Agency by design: Preserving user control in a post-interface world

For decades, new layers of abstraction have defined how users interact with technology. Programming languages abstracted away machine code. The command line gave way to the graphical user interface, then to the mobile app and the API. Each shift abstracted more complexity away from the user — but left the human firmly in the loop.

Agents represent a different level of abstraction: They don’t just abstract how tasks are done, they abstract who does them. In an agentic future, users will specify outcomes, not actions, and systems will determine how to achieve them. In crypto and fintech, agents can handle tasks like rebalancing portfolios autonomously, automating multi-step wallet transactions, and routing API calls across protocols  — all triggered by a single natural language instruction. It’s the first major leap where the interface between human intent and machine execution becomes probabilistic rather than deterministic. 

In other words, outcomes will start to depend on the agent’s interpretation of user intent, not a predefined sequence of commands.  At the core, what changes is the user’s role: The user is no longer an operator, they’re an orchestrator. They set initial parameters, then step back as the system runs itself. The user’s role becomes supervisory, not interactive; unless they intervene, the default state is “on.” Agents take action on their behalf, often without additional prompts or approvals.

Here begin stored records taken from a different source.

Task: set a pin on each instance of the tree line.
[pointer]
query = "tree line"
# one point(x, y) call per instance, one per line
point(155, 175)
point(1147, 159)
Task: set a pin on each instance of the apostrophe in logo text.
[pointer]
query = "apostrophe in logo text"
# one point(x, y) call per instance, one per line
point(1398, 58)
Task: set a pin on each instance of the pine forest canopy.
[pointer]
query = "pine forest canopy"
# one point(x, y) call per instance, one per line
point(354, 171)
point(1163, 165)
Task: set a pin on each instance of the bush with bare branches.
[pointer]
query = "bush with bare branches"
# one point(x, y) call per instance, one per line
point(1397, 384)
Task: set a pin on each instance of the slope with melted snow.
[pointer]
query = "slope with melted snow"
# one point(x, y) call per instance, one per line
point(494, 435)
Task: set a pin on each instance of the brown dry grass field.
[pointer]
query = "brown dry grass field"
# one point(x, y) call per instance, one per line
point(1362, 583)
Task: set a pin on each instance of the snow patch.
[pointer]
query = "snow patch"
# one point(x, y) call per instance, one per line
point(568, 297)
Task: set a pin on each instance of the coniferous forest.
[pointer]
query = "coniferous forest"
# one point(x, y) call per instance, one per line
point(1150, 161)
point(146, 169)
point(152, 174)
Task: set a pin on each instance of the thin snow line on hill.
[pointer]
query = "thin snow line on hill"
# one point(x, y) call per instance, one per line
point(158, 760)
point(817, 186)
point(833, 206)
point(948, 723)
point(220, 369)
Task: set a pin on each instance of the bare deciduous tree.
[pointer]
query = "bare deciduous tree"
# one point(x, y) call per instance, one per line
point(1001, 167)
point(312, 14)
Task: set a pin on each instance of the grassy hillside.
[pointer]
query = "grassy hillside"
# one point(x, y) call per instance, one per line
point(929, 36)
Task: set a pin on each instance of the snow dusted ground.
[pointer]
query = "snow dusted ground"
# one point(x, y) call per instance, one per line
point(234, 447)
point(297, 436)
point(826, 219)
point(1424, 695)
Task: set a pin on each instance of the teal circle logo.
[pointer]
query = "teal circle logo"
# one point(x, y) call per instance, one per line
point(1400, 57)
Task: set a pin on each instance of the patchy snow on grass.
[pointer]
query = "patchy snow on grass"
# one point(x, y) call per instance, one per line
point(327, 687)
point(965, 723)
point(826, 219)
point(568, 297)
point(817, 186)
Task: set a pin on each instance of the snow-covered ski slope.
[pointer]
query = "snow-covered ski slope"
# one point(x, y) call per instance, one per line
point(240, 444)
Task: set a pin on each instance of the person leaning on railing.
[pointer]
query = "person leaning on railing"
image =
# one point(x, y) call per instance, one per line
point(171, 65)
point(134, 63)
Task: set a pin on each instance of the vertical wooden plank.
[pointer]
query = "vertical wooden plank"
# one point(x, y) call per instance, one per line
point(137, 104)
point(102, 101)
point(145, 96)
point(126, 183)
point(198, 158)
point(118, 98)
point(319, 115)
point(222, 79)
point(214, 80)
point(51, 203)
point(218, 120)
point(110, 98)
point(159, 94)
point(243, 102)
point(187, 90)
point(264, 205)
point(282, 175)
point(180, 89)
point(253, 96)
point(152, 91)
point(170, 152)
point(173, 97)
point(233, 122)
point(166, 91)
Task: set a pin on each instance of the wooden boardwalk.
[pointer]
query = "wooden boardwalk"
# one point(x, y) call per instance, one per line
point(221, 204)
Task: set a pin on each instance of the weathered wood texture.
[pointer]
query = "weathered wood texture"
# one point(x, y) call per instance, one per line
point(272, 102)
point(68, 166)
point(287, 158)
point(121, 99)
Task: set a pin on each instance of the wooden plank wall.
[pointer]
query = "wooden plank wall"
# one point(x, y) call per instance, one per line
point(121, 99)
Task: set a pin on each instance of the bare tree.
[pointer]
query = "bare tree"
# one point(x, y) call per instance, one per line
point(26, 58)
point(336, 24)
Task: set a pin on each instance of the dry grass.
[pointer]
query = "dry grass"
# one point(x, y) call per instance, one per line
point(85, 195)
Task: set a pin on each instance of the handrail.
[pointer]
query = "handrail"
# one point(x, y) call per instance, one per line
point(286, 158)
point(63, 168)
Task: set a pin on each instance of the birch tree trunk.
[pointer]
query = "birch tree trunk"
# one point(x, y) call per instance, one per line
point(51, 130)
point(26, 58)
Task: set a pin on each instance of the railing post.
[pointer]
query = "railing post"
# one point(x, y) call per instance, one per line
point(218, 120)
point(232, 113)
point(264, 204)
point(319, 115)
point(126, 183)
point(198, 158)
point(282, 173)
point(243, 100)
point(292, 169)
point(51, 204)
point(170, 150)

When I was previously building a privacy-first AI company, I started thinking deeply about this shift — and now, in my go-to-market team role, I’m seeing founders across the ecosystem start to wrestle with the same questions, especially as agents become more prevalent in crypto systems. Crypto has always been about minimizing blind trust. Agentic systems don’t break that principle — they just raise the bar for how seriously we design for it. 

This piece surveys what’s being built — a snapshot of today’s infrastructure. It also addresses why user control is so important to preserve at this layer of the stack, and the role crypto can play. I’ll also address how to design with intention at the agent layer, using emerging patterns to maintain agency, transparency, and trust. Better understanding how these approaches are converging is the first step in anticipating how they’ll reshape markets, user behavior, and business models — or even how they’ll impact your product.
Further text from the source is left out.